"A letter arrives from home. Six men and women, largely scholars and intellectuals, all living in Utah, have been excommunicated from the Church of Jesus Christ of Latter-day Saints for exercising beliefs contrary to the doctrine. Apostasy. It is being called Black September.

"There is a history of excommunicating men and women who believe beyond convention. But an institution can never excommunicate a spirit from its body. Cut the trees down. Believe the green stand is gone. Then walk among the stumps when the wind blows through and feel the phantom limbs bowing to what remains, what can never be destroyed.

"We have forgotten the art of a living theology. Look at Hieronymus Bosch to remember. His language of images, visual poetry, is a lyrical meditation.

"We have forgotten that God's declarations are always heard, seen, and delivered through our own creative interpretations. Without language we could not speak of God. We can never escape our own formulations, conjectures, translations. Religions begin as a salve to mystery, not a manifesto of truth. We too can interpret the truth and make it our own. It is our nature to question. It is our nature to create meaning and make myths out of our lives. Each religion creates an anthology of stories, some oral, some written, as an attempt to make the sacred concrete. The Bible. The Torah. The Koran. The Hopi Prophecy. The Book of Mormon. Creation cosmologies around the world deliver us to a place of compassion and reverence. We see the world whole, even holy.

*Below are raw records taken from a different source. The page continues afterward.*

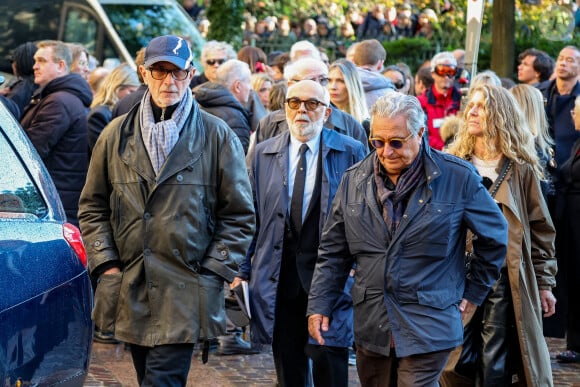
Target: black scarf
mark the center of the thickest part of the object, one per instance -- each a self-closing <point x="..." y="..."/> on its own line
<point x="394" y="201"/>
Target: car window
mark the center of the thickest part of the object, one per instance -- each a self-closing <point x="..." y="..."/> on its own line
<point x="19" y="196"/>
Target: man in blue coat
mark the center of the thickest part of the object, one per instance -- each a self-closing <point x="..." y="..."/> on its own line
<point x="401" y="215"/>
<point x="281" y="259"/>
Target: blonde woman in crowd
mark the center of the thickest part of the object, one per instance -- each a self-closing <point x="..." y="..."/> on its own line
<point x="123" y="80"/>
<point x="80" y="63"/>
<point x="503" y="339"/>
<point x="531" y="102"/>
<point x="346" y="91"/>
<point x="262" y="84"/>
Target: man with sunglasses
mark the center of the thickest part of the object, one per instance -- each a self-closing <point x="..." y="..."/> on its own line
<point x="281" y="259"/>
<point x="308" y="68"/>
<point x="443" y="98"/>
<point x="402" y="216"/>
<point x="167" y="216"/>
<point x="369" y="57"/>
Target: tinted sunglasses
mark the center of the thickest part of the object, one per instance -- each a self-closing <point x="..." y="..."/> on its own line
<point x="395" y="142"/>
<point x="322" y="80"/>
<point x="310" y="104"/>
<point x="445" y="71"/>
<point x="399" y="85"/>
<point x="212" y="62"/>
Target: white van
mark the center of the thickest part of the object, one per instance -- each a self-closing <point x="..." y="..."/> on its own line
<point x="109" y="29"/>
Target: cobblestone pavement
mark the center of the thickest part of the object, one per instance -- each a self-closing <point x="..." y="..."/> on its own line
<point x="111" y="366"/>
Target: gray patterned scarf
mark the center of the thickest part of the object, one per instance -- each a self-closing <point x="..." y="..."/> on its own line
<point x="393" y="202"/>
<point x="161" y="137"/>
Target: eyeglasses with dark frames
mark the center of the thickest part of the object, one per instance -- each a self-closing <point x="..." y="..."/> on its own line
<point x="322" y="80"/>
<point x="160" y="74"/>
<point x="399" y="85"/>
<point x="395" y="142"/>
<point x="310" y="104"/>
<point x="212" y="62"/>
<point x="446" y="71"/>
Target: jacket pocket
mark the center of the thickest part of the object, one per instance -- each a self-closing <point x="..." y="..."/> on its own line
<point x="211" y="306"/>
<point x="371" y="323"/>
<point x="106" y="301"/>
<point x="440" y="299"/>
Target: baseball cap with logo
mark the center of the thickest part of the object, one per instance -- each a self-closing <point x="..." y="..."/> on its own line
<point x="168" y="48"/>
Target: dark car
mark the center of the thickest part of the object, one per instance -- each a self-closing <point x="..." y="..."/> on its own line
<point x="45" y="291"/>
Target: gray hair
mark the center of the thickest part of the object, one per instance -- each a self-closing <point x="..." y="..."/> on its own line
<point x="444" y="57"/>
<point x="325" y="93"/>
<point x="305" y="64"/>
<point x="393" y="104"/>
<point x="303" y="49"/>
<point x="215" y="46"/>
<point x="231" y="71"/>
<point x="488" y="76"/>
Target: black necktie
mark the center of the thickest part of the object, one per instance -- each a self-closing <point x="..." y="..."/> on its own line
<point x="298" y="191"/>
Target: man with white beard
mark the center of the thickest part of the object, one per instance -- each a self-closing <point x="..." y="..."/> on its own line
<point x="294" y="177"/>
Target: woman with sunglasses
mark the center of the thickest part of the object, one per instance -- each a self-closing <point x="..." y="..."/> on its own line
<point x="443" y="98"/>
<point x="503" y="339"/>
<point x="346" y="91"/>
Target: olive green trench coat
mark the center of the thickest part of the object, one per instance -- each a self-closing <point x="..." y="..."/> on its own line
<point x="176" y="237"/>
<point x="532" y="267"/>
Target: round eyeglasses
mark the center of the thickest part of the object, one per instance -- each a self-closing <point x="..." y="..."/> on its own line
<point x="160" y="74"/>
<point x="395" y="142"/>
<point x="445" y="71"/>
<point x="310" y="104"/>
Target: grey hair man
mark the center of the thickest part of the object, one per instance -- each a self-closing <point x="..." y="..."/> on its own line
<point x="56" y="121"/>
<point x="294" y="176"/>
<point x="166" y="213"/>
<point x="315" y="70"/>
<point x="303" y="49"/>
<point x="402" y="215"/>
<point x="369" y="57"/>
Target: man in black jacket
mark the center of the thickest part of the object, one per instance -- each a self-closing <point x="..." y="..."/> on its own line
<point x="56" y="122"/>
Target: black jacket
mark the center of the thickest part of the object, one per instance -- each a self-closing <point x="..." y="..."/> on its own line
<point x="56" y="123"/>
<point x="219" y="101"/>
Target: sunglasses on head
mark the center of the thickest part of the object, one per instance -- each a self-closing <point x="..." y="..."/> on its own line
<point x="395" y="142"/>
<point x="446" y="71"/>
<point x="212" y="62"/>
<point x="310" y="104"/>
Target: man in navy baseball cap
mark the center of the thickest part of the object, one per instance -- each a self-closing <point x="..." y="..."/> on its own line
<point x="169" y="48"/>
<point x="162" y="268"/>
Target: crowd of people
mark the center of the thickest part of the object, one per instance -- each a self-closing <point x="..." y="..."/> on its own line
<point x="334" y="30"/>
<point x="426" y="223"/>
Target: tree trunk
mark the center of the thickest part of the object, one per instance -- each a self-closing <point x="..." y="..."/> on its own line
<point x="503" y="35"/>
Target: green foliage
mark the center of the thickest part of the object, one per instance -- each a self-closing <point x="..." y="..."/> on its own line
<point x="412" y="51"/>
<point x="226" y="17"/>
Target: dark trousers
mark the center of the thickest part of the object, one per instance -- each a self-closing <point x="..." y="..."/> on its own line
<point x="376" y="370"/>
<point x="491" y="353"/>
<point x="163" y="365"/>
<point x="291" y="352"/>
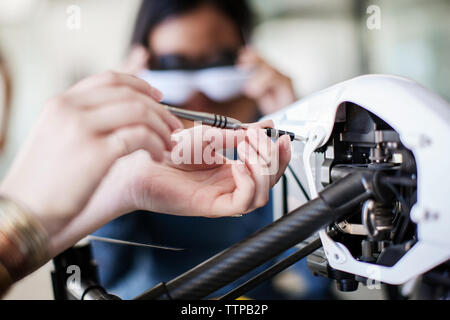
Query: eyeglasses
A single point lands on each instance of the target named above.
(226, 57)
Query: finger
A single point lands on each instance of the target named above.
(259, 172)
(116, 116)
(241, 200)
(130, 139)
(116, 79)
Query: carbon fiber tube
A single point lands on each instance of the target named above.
(333, 203)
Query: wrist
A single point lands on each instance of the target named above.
(23, 242)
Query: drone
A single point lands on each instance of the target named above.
(377, 211)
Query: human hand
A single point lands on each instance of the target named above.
(271, 89)
(78, 137)
(212, 187)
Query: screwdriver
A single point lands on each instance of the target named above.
(219, 121)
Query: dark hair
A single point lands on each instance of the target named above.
(153, 12)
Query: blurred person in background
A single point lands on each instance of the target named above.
(196, 52)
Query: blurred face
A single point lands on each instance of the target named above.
(200, 38)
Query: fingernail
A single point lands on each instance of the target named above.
(252, 134)
(178, 124)
(286, 143)
(157, 94)
(242, 168)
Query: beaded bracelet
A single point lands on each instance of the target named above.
(23, 243)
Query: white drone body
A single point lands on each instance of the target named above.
(422, 120)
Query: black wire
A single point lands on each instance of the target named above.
(299, 183)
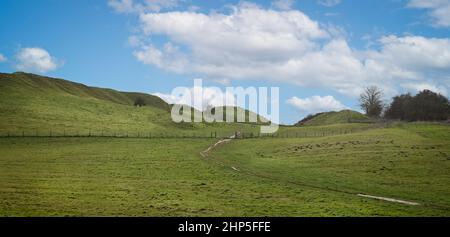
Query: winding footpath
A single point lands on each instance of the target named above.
(204, 154)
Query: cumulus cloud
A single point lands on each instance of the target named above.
(251, 42)
(329, 3)
(35, 60)
(439, 10)
(316, 104)
(133, 6)
(283, 4)
(2, 58)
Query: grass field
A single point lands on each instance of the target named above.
(314, 170)
(277, 177)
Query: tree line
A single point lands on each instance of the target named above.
(425, 106)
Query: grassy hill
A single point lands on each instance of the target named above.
(33, 104)
(327, 118)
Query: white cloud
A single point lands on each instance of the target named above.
(35, 60)
(255, 43)
(439, 10)
(329, 3)
(283, 4)
(211, 97)
(133, 6)
(316, 104)
(2, 58)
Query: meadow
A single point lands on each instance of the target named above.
(272, 176)
(67, 149)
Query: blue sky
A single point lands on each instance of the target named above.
(321, 53)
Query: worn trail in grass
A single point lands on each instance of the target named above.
(142, 177)
(407, 162)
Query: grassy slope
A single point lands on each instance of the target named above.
(35, 104)
(328, 118)
(102, 177)
(408, 161)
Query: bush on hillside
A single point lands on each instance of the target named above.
(425, 106)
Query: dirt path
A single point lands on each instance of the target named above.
(204, 154)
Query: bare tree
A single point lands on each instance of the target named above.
(371, 101)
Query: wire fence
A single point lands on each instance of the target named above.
(295, 132)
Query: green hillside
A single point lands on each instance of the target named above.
(327, 118)
(33, 104)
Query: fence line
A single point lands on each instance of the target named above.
(187, 135)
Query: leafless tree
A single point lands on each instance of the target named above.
(371, 101)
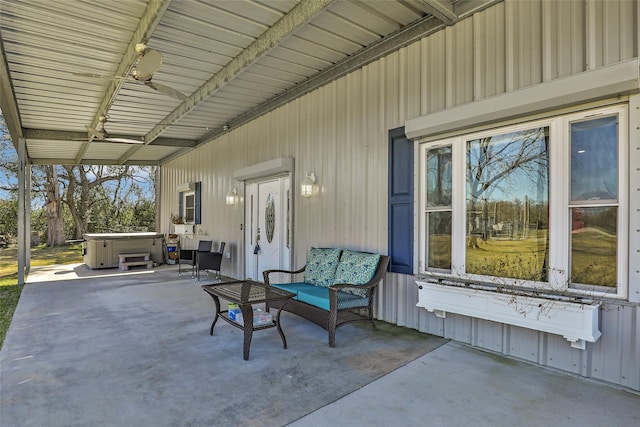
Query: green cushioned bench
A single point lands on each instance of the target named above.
(335, 287)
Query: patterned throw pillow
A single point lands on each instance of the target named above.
(356, 268)
(321, 266)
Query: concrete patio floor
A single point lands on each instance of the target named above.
(89, 348)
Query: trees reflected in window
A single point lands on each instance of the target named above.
(507, 202)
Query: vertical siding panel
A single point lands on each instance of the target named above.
(630, 352)
(549, 35)
(522, 343)
(434, 73)
(607, 351)
(461, 74)
(414, 81)
(489, 52)
(560, 355)
(343, 166)
(487, 335)
(458, 328)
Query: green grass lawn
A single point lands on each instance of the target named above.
(9, 289)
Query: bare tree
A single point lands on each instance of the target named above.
(55, 222)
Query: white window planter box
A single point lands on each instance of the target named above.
(183, 229)
(576, 322)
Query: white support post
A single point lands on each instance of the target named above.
(24, 211)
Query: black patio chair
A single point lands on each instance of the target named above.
(210, 261)
(190, 256)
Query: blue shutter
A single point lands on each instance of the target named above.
(400, 202)
(197, 214)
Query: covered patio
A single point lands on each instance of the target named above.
(103, 347)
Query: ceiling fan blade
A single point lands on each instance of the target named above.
(100, 76)
(125, 140)
(166, 90)
(94, 133)
(148, 64)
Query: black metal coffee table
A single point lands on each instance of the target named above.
(245, 293)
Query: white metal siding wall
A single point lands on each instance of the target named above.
(340, 132)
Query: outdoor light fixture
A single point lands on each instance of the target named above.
(307, 184)
(232, 196)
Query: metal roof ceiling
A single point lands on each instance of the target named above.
(233, 61)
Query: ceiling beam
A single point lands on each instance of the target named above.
(152, 15)
(373, 52)
(302, 13)
(90, 162)
(441, 9)
(59, 135)
(8, 103)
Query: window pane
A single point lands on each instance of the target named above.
(594, 246)
(439, 177)
(594, 159)
(439, 225)
(507, 204)
(189, 214)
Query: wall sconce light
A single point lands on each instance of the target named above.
(307, 184)
(232, 196)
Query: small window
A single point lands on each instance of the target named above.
(189, 207)
(593, 207)
(438, 207)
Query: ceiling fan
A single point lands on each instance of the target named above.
(149, 62)
(99, 133)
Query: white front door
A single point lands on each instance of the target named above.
(268, 229)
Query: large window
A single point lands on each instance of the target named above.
(537, 204)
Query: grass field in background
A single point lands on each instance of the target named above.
(9, 289)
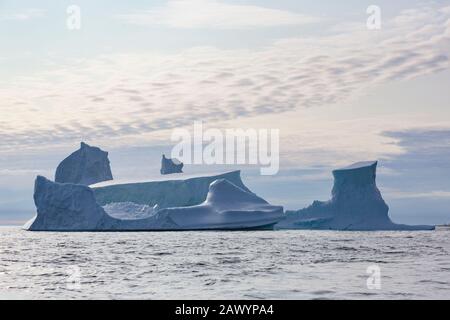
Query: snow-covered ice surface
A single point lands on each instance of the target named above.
(282, 264)
(226, 207)
(356, 204)
(71, 207)
(86, 166)
(129, 210)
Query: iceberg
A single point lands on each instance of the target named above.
(356, 204)
(226, 206)
(85, 166)
(170, 166)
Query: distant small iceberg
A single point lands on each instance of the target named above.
(85, 166)
(170, 166)
(203, 203)
(356, 204)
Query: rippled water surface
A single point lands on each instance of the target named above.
(223, 265)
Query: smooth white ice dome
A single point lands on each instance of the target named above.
(156, 178)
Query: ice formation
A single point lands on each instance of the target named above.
(169, 166)
(85, 166)
(74, 207)
(166, 193)
(356, 204)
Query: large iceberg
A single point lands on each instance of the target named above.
(226, 206)
(170, 166)
(164, 193)
(85, 166)
(356, 204)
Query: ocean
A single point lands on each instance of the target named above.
(224, 265)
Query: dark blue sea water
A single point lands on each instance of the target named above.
(224, 265)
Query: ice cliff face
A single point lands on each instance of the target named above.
(356, 204)
(169, 166)
(86, 166)
(71, 207)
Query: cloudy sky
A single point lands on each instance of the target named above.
(338, 92)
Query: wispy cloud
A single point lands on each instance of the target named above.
(25, 15)
(137, 95)
(214, 15)
(397, 194)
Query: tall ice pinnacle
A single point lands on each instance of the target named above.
(356, 204)
(169, 166)
(86, 166)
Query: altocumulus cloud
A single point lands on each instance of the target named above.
(131, 95)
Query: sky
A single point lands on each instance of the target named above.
(338, 91)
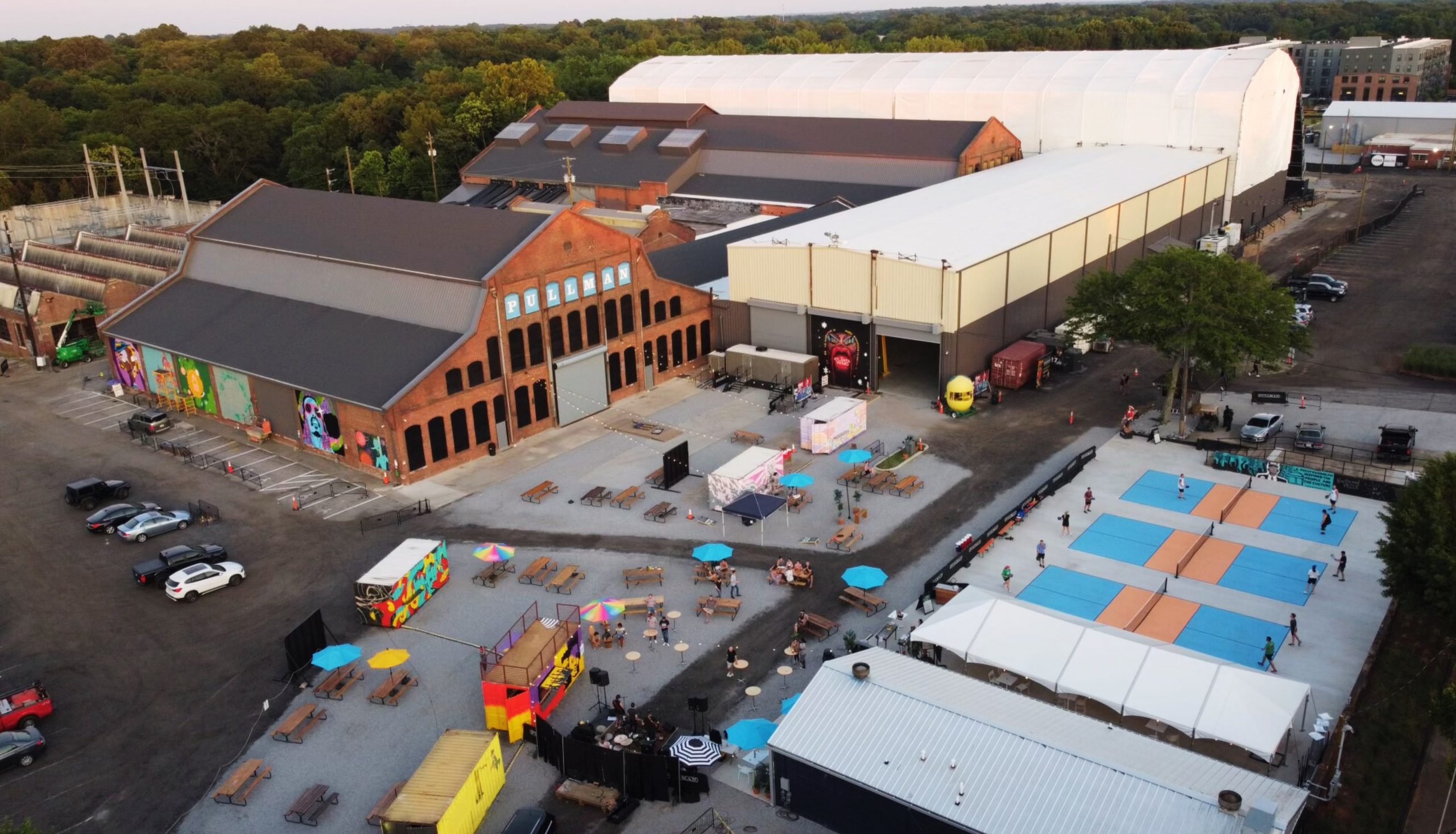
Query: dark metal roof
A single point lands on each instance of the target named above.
(792, 191)
(706, 259)
(430, 238)
(360, 358)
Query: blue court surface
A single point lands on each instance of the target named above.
(1161, 489)
(1301, 520)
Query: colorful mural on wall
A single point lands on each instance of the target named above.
(318, 424)
(126, 361)
(196, 381)
(372, 450)
(235, 397)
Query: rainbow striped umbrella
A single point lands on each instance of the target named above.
(494, 552)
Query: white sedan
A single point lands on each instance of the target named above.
(196, 580)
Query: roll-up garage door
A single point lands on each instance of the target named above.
(581, 385)
(774, 328)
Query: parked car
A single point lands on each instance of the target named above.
(173, 559)
(108, 519)
(21, 749)
(150, 421)
(203, 578)
(1309, 436)
(24, 708)
(155, 523)
(1397, 443)
(88, 493)
(1261, 427)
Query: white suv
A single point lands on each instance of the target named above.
(196, 580)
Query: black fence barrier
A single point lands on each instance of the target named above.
(971, 546)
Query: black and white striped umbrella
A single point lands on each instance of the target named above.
(695, 750)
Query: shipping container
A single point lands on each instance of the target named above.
(453, 788)
(1015, 366)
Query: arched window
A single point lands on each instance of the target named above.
(439, 446)
(558, 338)
(481, 415)
(574, 331)
(516, 341)
(533, 341)
(609, 312)
(461, 430)
(493, 356)
(593, 328)
(523, 407)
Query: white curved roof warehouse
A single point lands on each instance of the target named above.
(1236, 101)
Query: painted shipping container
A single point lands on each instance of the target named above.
(453, 788)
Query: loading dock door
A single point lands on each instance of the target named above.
(580, 385)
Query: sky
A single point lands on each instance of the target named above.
(71, 18)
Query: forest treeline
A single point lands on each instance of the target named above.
(286, 104)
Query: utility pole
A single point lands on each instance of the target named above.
(430, 140)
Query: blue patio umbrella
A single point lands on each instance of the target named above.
(331, 658)
(752, 734)
(715, 552)
(864, 577)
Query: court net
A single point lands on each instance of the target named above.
(1148, 608)
(1228, 509)
(1193, 551)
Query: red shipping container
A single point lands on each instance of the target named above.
(1015, 366)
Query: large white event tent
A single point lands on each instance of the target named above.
(1200, 696)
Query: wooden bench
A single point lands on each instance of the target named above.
(382, 807)
(567, 580)
(300, 722)
(394, 689)
(628, 497)
(643, 575)
(819, 627)
(537, 572)
(493, 572)
(539, 491)
(311, 804)
(338, 682)
(242, 782)
(864, 600)
(660, 511)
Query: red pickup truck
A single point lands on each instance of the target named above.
(24, 708)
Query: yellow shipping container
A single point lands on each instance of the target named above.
(452, 789)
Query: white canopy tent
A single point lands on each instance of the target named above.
(1200, 696)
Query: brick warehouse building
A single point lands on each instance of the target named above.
(407, 337)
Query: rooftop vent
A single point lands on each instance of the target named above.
(516, 134)
(682, 142)
(622, 139)
(568, 136)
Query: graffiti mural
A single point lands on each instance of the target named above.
(196, 381)
(235, 397)
(391, 605)
(126, 361)
(318, 424)
(372, 450)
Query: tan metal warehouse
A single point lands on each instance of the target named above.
(971, 264)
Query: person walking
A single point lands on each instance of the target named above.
(1269, 654)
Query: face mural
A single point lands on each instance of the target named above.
(372, 450)
(318, 426)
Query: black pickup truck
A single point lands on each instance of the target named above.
(172, 559)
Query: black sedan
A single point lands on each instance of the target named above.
(108, 519)
(21, 749)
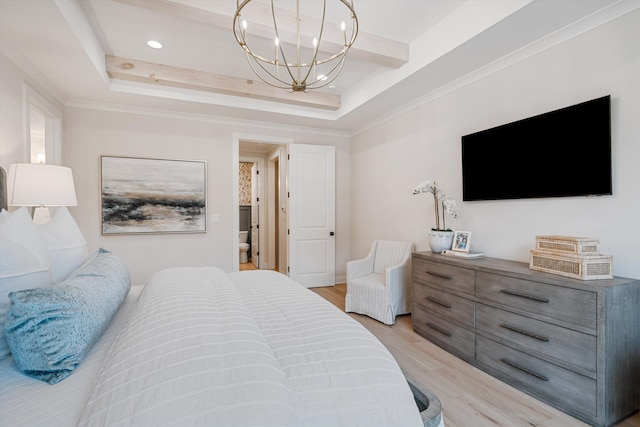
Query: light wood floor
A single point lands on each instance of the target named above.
(469, 397)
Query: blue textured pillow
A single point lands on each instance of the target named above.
(50, 330)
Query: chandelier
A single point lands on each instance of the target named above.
(295, 51)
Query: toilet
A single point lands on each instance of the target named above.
(244, 247)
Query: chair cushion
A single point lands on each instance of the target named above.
(389, 254)
(370, 280)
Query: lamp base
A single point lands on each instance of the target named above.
(41, 215)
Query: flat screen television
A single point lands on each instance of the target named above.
(562, 153)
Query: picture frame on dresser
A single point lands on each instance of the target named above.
(461, 241)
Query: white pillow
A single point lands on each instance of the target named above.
(18, 227)
(65, 244)
(24, 261)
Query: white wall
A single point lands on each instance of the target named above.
(424, 144)
(90, 133)
(13, 124)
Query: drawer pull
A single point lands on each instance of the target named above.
(525, 370)
(435, 301)
(439, 329)
(523, 332)
(520, 294)
(443, 276)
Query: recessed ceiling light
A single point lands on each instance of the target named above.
(154, 44)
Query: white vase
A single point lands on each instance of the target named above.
(440, 240)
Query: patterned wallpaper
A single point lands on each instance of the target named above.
(245, 183)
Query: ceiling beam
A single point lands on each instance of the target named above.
(147, 72)
(368, 47)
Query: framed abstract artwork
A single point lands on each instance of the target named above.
(461, 241)
(141, 195)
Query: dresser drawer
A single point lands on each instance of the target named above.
(447, 335)
(565, 304)
(561, 343)
(558, 386)
(444, 304)
(447, 276)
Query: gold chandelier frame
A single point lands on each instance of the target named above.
(301, 74)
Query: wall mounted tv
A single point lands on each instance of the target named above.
(562, 153)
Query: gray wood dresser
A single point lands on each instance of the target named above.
(571, 343)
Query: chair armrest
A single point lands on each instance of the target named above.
(399, 273)
(360, 267)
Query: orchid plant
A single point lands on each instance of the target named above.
(439, 200)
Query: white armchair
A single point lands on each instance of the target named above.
(380, 284)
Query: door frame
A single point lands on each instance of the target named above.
(262, 221)
(235, 180)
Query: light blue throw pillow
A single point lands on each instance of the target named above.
(50, 330)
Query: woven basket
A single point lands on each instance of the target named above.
(584, 267)
(568, 245)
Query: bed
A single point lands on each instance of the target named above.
(194, 346)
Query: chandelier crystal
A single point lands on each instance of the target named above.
(296, 49)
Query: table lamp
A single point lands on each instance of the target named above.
(40, 185)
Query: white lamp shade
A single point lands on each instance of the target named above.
(31, 184)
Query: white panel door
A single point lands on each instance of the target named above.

"Spiritual beliefs are not something alien from Earth, but rise out of its very soil. Perhaps our first gestures of humility and gratitude were extended to Earth through prayer, the recognition that we exist by the grace of something beyond ourselves. Call it God. Call it Wind. Call it a thousand different names. Corn pollen sprinkled over the nose of deer. Incense sprinkled from swaying balls held by a priest. Arms folded, heads bowed. The fullness we feel after prayer is the acknowledgment that we are not alone in our struggles and sufferings. We can engage in dialogue with the Sacred, with God and each other. A suffering that cannot be shared is a suffering that cannot be endured."